Loneliness

Matthew 8:19-20 — And a certain scribe came, and said unto him, Master, I will follow thee whithersoever thou goest. And Jesus saith unto him, The foxes have holes, and the birds of the air have nests; but the Son of man hath not where to lay his head.

Loneliness is a terrible condition. Not solitude … which is sometimes a wonderful balm to the soul, but that feeling of being alone, unsupported, unwanted even. So how are you feeling right now? If you are lonely right now, I have good news for you. You are in the best of company! There is no doubt in my mind that there were times when Jesus was lonely.
Some of my certainty has no scriptural basis. It has no better basis than common sense. Do you think the young Jesus was a popular kid? I don’t. The playmate who NEVER sinned? The one moms said “Don’t play with” because of the questionable circumstances of His birth? That child was the outsider.
I do have some Biblical basis for my belief in Jesus’s loneliness though. The man who had nowhere to lay His head sound lonely. The leader who said to His closest followers, “Will ye also go away?” (John 6:67) was lonely. The man of whom Isaiah said, “He is despised and rejected of men; a man of sorrows, and acquainted with grief: and we hid as it were our faces from him; he was despised, and we esteemed him not.” (Isaiah 53:3) — He was lonely. So you’re in good company.
Of course, you’re not just in good company because Jesus was lonely too. You’re in good company because He is the best and most reliable of companions. There’s a beautiful hymn written In the eighteenth century by German mystic Gerhard Tersteegen. It starts and ends (I left out the seven middle verses!):

Art thou weary, sad, and lonely All thy summer past? One remaineth, and One only– Hear His Voice at last.
Voice that called thee all unheeded, Love that knocked in vain; Now, forsaken, dost thou need it?
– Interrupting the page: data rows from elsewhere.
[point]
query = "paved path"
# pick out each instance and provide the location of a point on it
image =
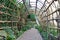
(31, 34)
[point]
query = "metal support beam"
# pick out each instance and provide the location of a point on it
(36, 7)
(52, 13)
(47, 7)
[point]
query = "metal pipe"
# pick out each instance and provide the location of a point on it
(52, 13)
(36, 7)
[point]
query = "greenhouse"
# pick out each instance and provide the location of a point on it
(29, 19)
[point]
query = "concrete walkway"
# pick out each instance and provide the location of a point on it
(31, 34)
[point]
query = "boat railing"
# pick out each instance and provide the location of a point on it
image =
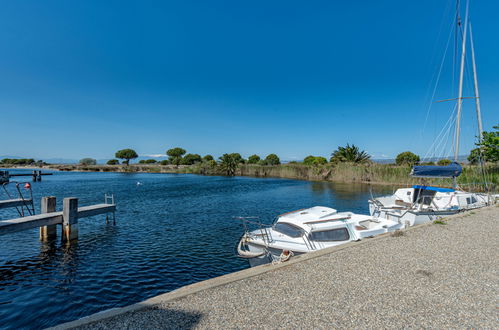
(251, 225)
(23, 200)
(309, 243)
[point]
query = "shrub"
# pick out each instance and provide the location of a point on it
(228, 164)
(237, 157)
(253, 159)
(126, 154)
(272, 159)
(191, 159)
(313, 160)
(88, 161)
(350, 154)
(18, 161)
(407, 158)
(175, 155)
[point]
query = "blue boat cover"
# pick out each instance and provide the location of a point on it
(449, 171)
(433, 188)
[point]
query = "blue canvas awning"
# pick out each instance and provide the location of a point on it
(449, 171)
(433, 188)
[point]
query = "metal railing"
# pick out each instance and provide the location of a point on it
(27, 201)
(250, 225)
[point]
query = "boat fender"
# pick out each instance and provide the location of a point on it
(285, 256)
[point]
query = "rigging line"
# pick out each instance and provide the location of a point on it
(441, 146)
(434, 52)
(444, 146)
(439, 136)
(437, 80)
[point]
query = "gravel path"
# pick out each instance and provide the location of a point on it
(433, 276)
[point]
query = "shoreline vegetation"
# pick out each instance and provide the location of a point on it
(347, 164)
(368, 173)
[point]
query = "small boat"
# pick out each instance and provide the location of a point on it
(420, 204)
(307, 230)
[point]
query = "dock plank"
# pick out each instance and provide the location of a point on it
(54, 218)
(14, 202)
(89, 211)
(30, 222)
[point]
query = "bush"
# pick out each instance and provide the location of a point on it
(229, 164)
(272, 159)
(126, 154)
(191, 159)
(253, 159)
(407, 158)
(18, 161)
(349, 154)
(313, 160)
(237, 157)
(88, 161)
(175, 155)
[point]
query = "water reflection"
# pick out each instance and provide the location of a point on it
(171, 231)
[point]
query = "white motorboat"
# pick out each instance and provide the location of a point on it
(307, 230)
(420, 204)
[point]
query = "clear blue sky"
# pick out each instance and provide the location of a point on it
(86, 78)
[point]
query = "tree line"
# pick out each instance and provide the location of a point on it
(487, 151)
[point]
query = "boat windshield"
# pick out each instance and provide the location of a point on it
(340, 234)
(288, 229)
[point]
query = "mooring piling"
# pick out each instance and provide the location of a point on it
(49, 218)
(48, 205)
(70, 218)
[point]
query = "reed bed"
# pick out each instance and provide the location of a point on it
(472, 178)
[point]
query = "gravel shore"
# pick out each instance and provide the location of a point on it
(432, 276)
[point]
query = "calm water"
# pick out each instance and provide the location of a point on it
(170, 231)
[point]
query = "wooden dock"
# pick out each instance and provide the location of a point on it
(14, 202)
(49, 217)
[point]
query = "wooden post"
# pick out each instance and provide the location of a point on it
(48, 206)
(70, 218)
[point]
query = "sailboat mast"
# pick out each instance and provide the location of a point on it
(460, 92)
(477, 96)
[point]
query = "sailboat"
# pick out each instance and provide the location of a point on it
(421, 203)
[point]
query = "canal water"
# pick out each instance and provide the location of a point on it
(171, 230)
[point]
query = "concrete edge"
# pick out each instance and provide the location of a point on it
(236, 276)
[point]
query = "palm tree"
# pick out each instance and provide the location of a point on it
(229, 164)
(350, 154)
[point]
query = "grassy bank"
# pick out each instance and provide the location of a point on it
(471, 179)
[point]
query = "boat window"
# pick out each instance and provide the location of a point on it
(288, 230)
(471, 200)
(340, 234)
(423, 196)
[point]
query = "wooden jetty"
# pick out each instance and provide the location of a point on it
(35, 174)
(50, 218)
(14, 202)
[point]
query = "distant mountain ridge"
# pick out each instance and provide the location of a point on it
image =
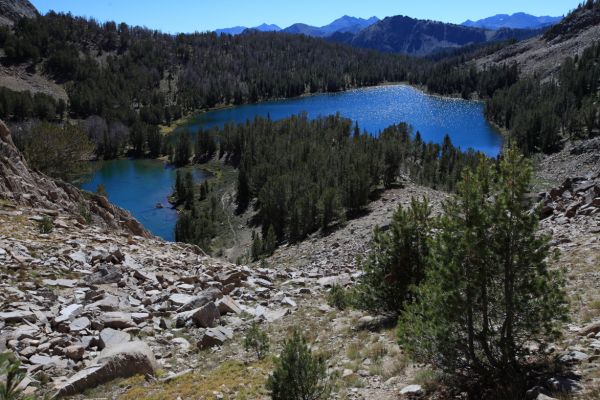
(402, 34)
(343, 24)
(514, 21)
(236, 30)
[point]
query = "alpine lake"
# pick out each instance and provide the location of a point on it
(143, 186)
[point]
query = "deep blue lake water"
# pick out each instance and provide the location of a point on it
(137, 185)
(377, 108)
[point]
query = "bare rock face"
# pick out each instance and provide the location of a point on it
(120, 361)
(20, 185)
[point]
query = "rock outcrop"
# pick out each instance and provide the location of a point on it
(121, 361)
(13, 10)
(19, 185)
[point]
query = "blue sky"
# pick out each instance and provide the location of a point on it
(202, 15)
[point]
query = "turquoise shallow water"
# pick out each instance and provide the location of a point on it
(137, 185)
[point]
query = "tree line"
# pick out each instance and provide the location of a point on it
(141, 78)
(302, 175)
(472, 288)
(541, 115)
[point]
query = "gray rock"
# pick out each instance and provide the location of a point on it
(110, 337)
(75, 352)
(104, 275)
(412, 390)
(205, 316)
(79, 324)
(593, 327)
(181, 299)
(121, 361)
(203, 298)
(214, 337)
(565, 385)
(117, 320)
(69, 313)
(42, 360)
(574, 356)
(69, 283)
(227, 305)
(17, 316)
(78, 256)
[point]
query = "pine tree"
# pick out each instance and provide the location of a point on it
(488, 288)
(270, 241)
(397, 260)
(189, 190)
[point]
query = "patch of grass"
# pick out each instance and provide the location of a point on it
(233, 379)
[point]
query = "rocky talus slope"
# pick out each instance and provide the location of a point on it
(543, 55)
(86, 304)
(21, 186)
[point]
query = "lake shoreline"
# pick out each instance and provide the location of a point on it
(188, 119)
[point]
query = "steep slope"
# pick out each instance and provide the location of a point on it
(12, 10)
(345, 24)
(543, 54)
(514, 21)
(401, 34)
(21, 186)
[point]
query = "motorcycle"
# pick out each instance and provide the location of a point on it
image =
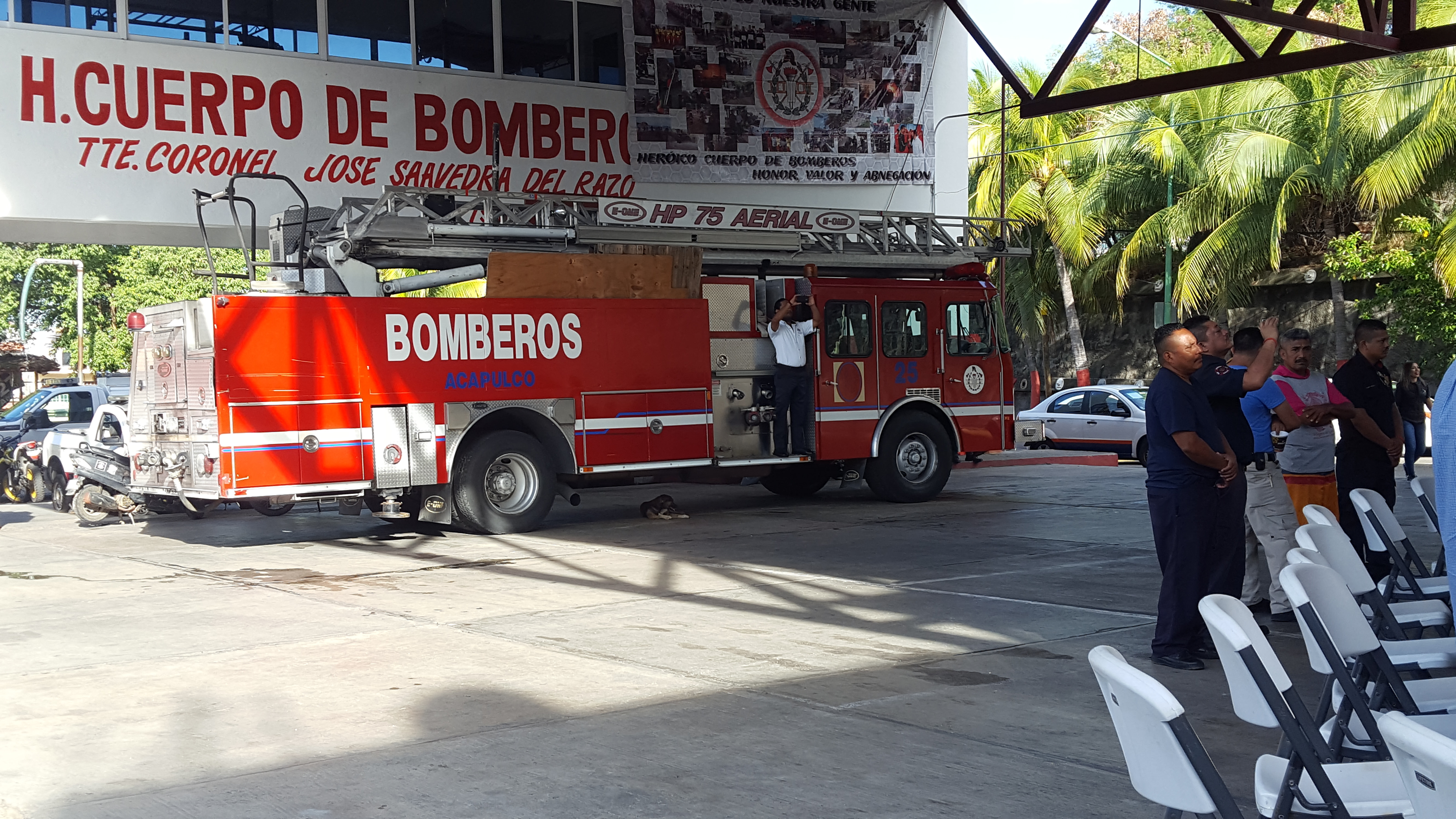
(21, 471)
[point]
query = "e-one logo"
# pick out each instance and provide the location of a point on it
(627, 212)
(463, 337)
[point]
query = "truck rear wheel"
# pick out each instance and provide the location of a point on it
(87, 514)
(797, 482)
(56, 479)
(504, 483)
(914, 463)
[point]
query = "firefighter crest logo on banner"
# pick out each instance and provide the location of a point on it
(790, 85)
(781, 91)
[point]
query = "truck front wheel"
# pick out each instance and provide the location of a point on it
(504, 483)
(914, 463)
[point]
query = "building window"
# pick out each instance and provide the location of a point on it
(599, 44)
(95, 17)
(375, 30)
(281, 25)
(536, 38)
(455, 34)
(200, 21)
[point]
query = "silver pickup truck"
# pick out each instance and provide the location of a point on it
(57, 417)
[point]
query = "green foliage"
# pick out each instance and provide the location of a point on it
(1414, 298)
(117, 280)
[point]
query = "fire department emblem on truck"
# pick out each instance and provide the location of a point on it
(790, 84)
(975, 380)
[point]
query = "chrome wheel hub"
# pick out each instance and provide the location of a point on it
(512, 484)
(915, 458)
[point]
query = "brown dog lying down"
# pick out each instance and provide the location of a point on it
(662, 508)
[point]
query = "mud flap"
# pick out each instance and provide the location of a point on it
(436, 505)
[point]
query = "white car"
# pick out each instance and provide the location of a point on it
(1097, 419)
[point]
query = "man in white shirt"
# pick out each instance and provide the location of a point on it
(793, 380)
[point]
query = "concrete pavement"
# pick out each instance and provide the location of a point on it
(765, 658)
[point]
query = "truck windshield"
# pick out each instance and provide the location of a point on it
(30, 403)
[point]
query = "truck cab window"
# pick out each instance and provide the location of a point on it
(967, 330)
(905, 330)
(846, 330)
(110, 431)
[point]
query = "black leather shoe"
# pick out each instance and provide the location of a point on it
(1183, 661)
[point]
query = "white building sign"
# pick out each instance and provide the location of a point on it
(775, 91)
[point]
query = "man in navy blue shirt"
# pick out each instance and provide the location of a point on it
(1224, 388)
(1189, 463)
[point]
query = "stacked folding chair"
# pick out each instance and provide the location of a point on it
(1410, 579)
(1427, 764)
(1391, 621)
(1433, 522)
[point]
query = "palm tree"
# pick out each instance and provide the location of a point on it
(1046, 186)
(1256, 189)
Hear that Voice again. …
…”Sorrow, sin, and desolation, These thy claim to Me; Love that won thee full salvation, This My claim to thee.
“Soul, I knock, I stand beseeching, Turn me not away;Heart that craves thee, love that needs thee– Wilt thou say Me nay?”

It’s beautiful. It says so clearly that Jesus longs to be the answer to loneliness. It’s almost as though He’s saying “I will always be lonely — until you come to me”. Are you lonely? There is a friend that is closer than a brother.